Alexander Zverevs "Come on" ließ lange auf sich warten. Erst Mitte des dritten Satzes war in der Stille des riesigen Arthur Ashe Stadions ein Anfeuerungsruf zu hören, mit dem sich der 23-Jährige motivierte. Da hatte er gerade ein Break geholt, das sich als ein Wendepunkt im US-Open-Halbfinale herausstellen sollte: Zverev führte nun - zum ersten Mal in diesem Match - und gewann ein paar Minuten später den dritten Satz mit 6:3. Es war im Rückblick ein Weckruf zum rechten Zeitpunkt, mit dem Zverev das Match auf den Kopf stellte und nach einem beeindruckenden Comeback in fünf Sätzen in sein erstes Grand-Slam-Finale einziehen sollte.
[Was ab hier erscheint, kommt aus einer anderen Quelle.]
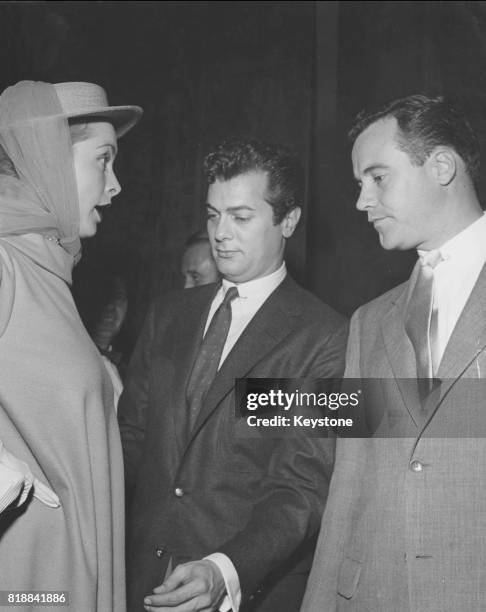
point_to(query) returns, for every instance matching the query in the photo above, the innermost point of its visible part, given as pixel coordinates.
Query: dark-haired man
(406, 515)
(252, 506)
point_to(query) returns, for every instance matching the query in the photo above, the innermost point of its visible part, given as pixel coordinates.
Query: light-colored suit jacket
(405, 523)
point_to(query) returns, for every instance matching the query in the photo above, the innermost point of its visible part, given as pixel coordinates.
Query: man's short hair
(425, 123)
(285, 173)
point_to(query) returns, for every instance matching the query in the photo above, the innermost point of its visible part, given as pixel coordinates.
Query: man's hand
(191, 587)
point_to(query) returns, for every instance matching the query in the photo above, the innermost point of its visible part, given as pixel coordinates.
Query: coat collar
(467, 341)
(273, 322)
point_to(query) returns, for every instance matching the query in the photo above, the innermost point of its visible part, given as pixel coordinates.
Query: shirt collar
(466, 245)
(264, 284)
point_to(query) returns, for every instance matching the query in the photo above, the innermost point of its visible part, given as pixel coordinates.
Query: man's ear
(443, 163)
(290, 221)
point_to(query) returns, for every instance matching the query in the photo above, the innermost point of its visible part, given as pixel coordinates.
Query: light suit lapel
(400, 352)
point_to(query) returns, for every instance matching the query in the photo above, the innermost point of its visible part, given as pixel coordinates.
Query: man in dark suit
(250, 505)
(405, 519)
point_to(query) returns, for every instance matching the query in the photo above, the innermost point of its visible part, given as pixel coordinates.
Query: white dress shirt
(463, 257)
(251, 296)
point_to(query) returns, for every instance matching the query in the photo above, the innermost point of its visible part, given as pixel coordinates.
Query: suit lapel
(270, 325)
(400, 352)
(468, 338)
(189, 329)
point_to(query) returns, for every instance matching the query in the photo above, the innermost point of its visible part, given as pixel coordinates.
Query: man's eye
(105, 160)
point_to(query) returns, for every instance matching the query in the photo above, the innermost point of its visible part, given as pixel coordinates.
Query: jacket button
(416, 466)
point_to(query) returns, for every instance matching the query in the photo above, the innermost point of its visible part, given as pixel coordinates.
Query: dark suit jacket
(405, 522)
(258, 501)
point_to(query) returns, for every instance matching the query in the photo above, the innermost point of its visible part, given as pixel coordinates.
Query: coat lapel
(400, 351)
(270, 325)
(189, 329)
(468, 338)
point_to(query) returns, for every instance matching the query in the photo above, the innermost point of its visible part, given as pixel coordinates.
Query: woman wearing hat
(61, 480)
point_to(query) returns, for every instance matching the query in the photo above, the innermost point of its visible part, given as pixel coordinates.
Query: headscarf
(35, 135)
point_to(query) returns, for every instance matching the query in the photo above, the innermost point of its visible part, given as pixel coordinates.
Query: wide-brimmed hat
(79, 99)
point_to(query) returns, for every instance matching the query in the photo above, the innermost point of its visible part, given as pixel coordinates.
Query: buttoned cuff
(11, 484)
(232, 598)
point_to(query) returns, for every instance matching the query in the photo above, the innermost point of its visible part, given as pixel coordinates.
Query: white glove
(16, 481)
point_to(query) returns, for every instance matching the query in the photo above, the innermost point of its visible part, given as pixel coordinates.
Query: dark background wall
(290, 72)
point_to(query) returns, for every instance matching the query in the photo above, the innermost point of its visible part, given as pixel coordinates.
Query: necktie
(421, 323)
(209, 355)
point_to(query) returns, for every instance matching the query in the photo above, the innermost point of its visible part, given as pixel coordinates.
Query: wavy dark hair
(285, 173)
(425, 123)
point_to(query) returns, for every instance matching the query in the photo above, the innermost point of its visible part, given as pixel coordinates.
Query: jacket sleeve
(133, 404)
(287, 517)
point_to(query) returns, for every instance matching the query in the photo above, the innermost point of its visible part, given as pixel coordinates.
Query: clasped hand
(192, 587)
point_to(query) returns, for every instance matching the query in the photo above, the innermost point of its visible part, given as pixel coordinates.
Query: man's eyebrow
(369, 170)
(232, 208)
(375, 167)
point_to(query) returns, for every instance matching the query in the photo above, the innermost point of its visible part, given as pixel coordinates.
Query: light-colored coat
(395, 538)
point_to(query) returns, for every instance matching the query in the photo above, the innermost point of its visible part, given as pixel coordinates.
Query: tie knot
(230, 295)
(431, 258)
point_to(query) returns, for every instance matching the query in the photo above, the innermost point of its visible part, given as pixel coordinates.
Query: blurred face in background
(198, 267)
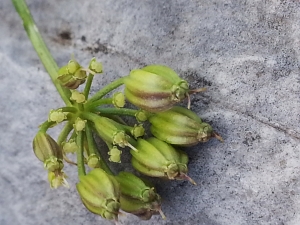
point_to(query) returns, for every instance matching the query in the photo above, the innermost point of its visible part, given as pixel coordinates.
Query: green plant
(153, 90)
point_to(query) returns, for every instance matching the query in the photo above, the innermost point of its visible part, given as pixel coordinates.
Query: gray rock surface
(246, 52)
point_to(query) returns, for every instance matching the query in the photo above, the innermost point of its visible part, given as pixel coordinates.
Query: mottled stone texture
(247, 54)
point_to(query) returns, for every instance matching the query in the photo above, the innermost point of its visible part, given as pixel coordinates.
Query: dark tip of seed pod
(216, 135)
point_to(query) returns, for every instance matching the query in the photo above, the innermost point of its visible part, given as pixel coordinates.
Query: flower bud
(156, 158)
(118, 100)
(110, 132)
(93, 161)
(95, 66)
(137, 130)
(114, 154)
(141, 116)
(71, 75)
(48, 151)
(155, 88)
(100, 193)
(70, 146)
(57, 178)
(180, 126)
(79, 124)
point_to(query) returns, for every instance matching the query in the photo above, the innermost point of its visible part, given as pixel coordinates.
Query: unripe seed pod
(71, 75)
(158, 159)
(133, 187)
(155, 88)
(95, 66)
(100, 193)
(48, 151)
(144, 210)
(180, 126)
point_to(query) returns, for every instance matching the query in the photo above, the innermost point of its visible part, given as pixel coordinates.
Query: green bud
(93, 161)
(144, 210)
(71, 75)
(114, 154)
(57, 116)
(137, 131)
(95, 66)
(134, 187)
(48, 151)
(77, 96)
(57, 179)
(79, 124)
(158, 159)
(141, 116)
(180, 126)
(110, 132)
(100, 193)
(118, 100)
(70, 146)
(155, 88)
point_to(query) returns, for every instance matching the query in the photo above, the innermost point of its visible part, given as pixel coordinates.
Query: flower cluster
(154, 92)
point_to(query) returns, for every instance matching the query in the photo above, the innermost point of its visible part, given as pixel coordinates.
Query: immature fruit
(71, 75)
(156, 158)
(180, 126)
(48, 151)
(100, 193)
(138, 198)
(155, 88)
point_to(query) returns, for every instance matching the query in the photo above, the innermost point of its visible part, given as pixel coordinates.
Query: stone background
(246, 52)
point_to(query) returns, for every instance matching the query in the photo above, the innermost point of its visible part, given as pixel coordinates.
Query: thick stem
(80, 159)
(93, 149)
(88, 85)
(108, 88)
(116, 111)
(40, 47)
(97, 103)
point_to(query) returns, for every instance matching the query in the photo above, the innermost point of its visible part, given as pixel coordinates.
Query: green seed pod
(57, 116)
(70, 146)
(100, 193)
(57, 179)
(79, 124)
(114, 154)
(118, 100)
(134, 187)
(144, 210)
(95, 66)
(93, 161)
(155, 88)
(158, 159)
(48, 151)
(180, 126)
(71, 75)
Dabei hatte es in den ersten beiden Sätzen so ausgesehen, als würde die Nummer Sieben der Weltrangliste eine Lehrstunde bekommen. Der Spanier Pablo Carreño Busta, Nummer 27 der Welt, überrumpelte Zverev in den Sätzen eins und zwei mit offensichtlich perfekter Vorbereitung - und einer beeindruckenden Fehlerlosigkeit. Was immer Zverev versuchte, Netzangriffe, Cross-Bälle, lange, kurze Ballwechsel, taktische zweite oder wuchtige erste Aufschläge: Carreño Busta hatte auf das alles nicht nur irgendeine Antwort, sondern meistens eine, die zu einem direkten Punktgewinn führte.
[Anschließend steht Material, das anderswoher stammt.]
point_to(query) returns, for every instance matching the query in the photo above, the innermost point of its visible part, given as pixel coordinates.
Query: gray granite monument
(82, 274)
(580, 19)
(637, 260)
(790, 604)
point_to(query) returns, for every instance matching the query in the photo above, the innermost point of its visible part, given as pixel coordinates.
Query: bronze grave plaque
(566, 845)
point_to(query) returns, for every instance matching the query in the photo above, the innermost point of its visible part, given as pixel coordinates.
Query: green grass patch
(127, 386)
Der Spanier dominierte nach Belieben, wirkte wesentlich zielstrebiger und erinnerte in seiner Dominanz und seinem routinierten Vorgehen fast an einen der großen Drei, Djokovic, Nadal, Federer, von denen in diesem Jahr zum ersten Mal seit langer Zeit keiner im Halbfinale steht. Zverev hingegen schloss an seinen fahrigen Auftritt aus dem Viertelfinale an, als er gegen den Kroaten Borna Corić im ersten Satz fehlerhaft gespielt hatte und sich am Ende nur mit Müh und Not durchsetzen konnte. Diesmal verlor Zverev gar die ersten beiden Sätze, noch dazu klar mit 3:6, 2:6. Zwischenzeitlich lag der Deutsche im zweiten Satz mit 0:5 hinten und hatte 18 direkte Punkte weniger gemacht als Carreño Busta. "Ich hab nicht mein bestes Tennis gespielt, hatte im gesamten Turnier noch kein Nacht-Match gespielt, die Bälle sind langsamer geflogen", versuchte Zverev im Interview bei Eurosport nach dem Spiel seine schwachen ersten beiden Sätze zu erklären.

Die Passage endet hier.